Red-brick buildings and colourful storefronts welcomed us to the city. Most structures were only three stories tall, and flowerpots hung from window sills on the upper floors. Gnomes populated most of them, but I spotted the odd elf or human here and there. The city reminded me of the little village outside London, where my parents lived.
For a moment, it felt like I had visited a quaint little place from a fantasy book; like I had entered Diagon Alley or Rivendale. Unusual smells and shop displays called to me. Razmataz Arcane Emporium. Raj’s Kebab-In-A-Roll. Swords! Swords! Swords! The more ridiculous the name, the more people we saw waiting in line. We hadn’t yet visited the main market street and I could only wonder how congested they’d be.
Then, we turned a corner, and my perspective did a one-eighty. Stalls in several stages of disrepair lined the streets, and I saw entire families squeezed into little tents and cottages behind them. Almost all of them were human.

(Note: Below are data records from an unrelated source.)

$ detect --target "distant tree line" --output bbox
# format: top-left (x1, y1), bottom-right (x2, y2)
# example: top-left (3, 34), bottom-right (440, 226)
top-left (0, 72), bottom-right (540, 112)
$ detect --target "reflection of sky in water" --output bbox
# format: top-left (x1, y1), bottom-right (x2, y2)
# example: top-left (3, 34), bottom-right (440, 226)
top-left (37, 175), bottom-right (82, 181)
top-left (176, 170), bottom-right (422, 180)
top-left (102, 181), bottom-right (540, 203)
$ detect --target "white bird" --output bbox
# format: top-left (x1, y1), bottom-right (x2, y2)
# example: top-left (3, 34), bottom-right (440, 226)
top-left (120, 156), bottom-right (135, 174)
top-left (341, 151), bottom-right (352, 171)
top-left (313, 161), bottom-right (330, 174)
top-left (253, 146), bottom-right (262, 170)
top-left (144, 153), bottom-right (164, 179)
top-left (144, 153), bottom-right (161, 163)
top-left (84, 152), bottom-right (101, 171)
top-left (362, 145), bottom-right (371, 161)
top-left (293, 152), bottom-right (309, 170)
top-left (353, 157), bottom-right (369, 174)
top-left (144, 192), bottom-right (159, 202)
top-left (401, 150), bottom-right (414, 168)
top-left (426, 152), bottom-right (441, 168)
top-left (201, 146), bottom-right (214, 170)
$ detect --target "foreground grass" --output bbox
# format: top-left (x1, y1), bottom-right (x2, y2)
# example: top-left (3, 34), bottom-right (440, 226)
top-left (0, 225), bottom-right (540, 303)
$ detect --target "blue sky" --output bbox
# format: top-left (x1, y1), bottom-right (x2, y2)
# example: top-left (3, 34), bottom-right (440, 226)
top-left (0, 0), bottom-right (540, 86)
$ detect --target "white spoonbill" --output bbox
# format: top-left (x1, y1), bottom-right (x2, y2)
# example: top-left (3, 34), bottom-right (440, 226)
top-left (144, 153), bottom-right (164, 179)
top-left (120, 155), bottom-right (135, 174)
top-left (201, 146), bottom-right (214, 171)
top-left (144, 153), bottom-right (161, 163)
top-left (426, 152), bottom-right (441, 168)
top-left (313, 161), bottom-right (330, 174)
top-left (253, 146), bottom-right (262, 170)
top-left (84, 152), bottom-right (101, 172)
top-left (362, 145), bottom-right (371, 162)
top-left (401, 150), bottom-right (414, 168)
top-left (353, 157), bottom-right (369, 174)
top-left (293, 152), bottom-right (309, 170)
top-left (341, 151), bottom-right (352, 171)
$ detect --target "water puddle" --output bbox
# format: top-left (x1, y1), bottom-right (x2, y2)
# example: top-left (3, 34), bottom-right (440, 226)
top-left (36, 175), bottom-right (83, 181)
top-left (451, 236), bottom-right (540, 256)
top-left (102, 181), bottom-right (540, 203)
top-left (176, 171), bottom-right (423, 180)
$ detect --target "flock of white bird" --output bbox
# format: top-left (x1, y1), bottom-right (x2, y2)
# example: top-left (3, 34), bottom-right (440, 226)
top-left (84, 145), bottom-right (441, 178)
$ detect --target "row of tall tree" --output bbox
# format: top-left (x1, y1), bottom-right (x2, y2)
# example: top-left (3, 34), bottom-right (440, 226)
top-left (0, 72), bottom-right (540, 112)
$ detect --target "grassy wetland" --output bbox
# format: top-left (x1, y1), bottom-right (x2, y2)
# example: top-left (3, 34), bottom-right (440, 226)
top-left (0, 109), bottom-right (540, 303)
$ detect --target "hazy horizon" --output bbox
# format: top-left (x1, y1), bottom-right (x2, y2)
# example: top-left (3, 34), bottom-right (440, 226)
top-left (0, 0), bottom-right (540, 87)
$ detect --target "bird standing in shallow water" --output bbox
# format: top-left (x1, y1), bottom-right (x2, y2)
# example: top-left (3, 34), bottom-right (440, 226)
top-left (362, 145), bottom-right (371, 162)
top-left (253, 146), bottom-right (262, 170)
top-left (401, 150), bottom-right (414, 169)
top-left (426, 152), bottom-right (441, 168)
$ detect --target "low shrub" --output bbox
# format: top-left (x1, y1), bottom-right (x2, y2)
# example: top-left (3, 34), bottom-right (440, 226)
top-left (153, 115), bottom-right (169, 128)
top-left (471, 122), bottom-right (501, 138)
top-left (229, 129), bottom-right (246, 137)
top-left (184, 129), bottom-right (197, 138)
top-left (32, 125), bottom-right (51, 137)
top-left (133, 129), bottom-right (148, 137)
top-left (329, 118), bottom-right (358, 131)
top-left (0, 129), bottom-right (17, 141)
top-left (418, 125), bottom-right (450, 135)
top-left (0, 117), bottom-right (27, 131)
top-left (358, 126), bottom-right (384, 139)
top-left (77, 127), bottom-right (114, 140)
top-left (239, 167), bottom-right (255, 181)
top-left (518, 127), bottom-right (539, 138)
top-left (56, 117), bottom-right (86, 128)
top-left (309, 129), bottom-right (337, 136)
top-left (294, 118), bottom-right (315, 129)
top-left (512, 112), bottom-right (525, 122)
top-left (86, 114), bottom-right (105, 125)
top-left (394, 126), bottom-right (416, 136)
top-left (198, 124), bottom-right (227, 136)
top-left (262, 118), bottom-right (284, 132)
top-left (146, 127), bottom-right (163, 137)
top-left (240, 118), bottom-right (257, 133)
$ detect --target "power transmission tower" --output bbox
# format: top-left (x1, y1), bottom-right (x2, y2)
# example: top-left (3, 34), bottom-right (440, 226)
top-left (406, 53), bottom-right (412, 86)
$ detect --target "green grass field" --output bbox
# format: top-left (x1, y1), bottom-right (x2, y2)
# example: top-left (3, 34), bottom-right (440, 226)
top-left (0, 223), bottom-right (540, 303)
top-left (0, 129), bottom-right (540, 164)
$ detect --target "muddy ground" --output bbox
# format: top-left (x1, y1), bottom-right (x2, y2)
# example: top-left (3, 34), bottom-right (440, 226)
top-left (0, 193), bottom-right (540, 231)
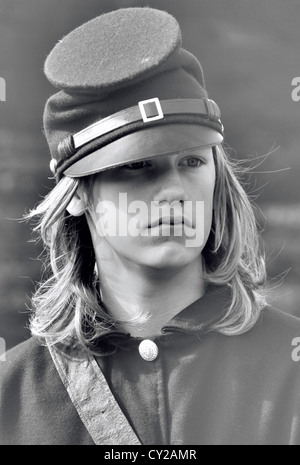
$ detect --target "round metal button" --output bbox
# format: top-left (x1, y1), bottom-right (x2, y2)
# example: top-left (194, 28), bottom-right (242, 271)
top-left (139, 339), bottom-right (158, 362)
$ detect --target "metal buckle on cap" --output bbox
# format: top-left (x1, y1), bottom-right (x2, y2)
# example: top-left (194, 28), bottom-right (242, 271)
top-left (138, 97), bottom-right (164, 123)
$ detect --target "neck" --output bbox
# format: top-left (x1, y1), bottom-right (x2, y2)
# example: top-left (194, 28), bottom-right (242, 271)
top-left (97, 258), bottom-right (205, 337)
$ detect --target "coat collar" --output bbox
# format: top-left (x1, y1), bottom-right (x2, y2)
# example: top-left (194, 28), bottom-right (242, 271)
top-left (97, 285), bottom-right (231, 355)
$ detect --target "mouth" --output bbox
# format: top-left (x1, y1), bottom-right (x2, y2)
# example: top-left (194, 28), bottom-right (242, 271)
top-left (148, 215), bottom-right (193, 228)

The distinction in living standards made my chest tighten. It felt like we had entered the slums in a developing country.
The people had little to no protection from the elements. Though their feet weren’t as big and hardly like mine, the children wore no shoes. They ran around barefoot or sat on their bottoms, looking tired and uninterested in those playing. The temperature in Eldar’s Port was considerably higher than Dil’s Nook and Grog’s Table, but it didn’t feel like shirtless weather. However, the children had little more than trousers on.
Why would anyone want to live like this?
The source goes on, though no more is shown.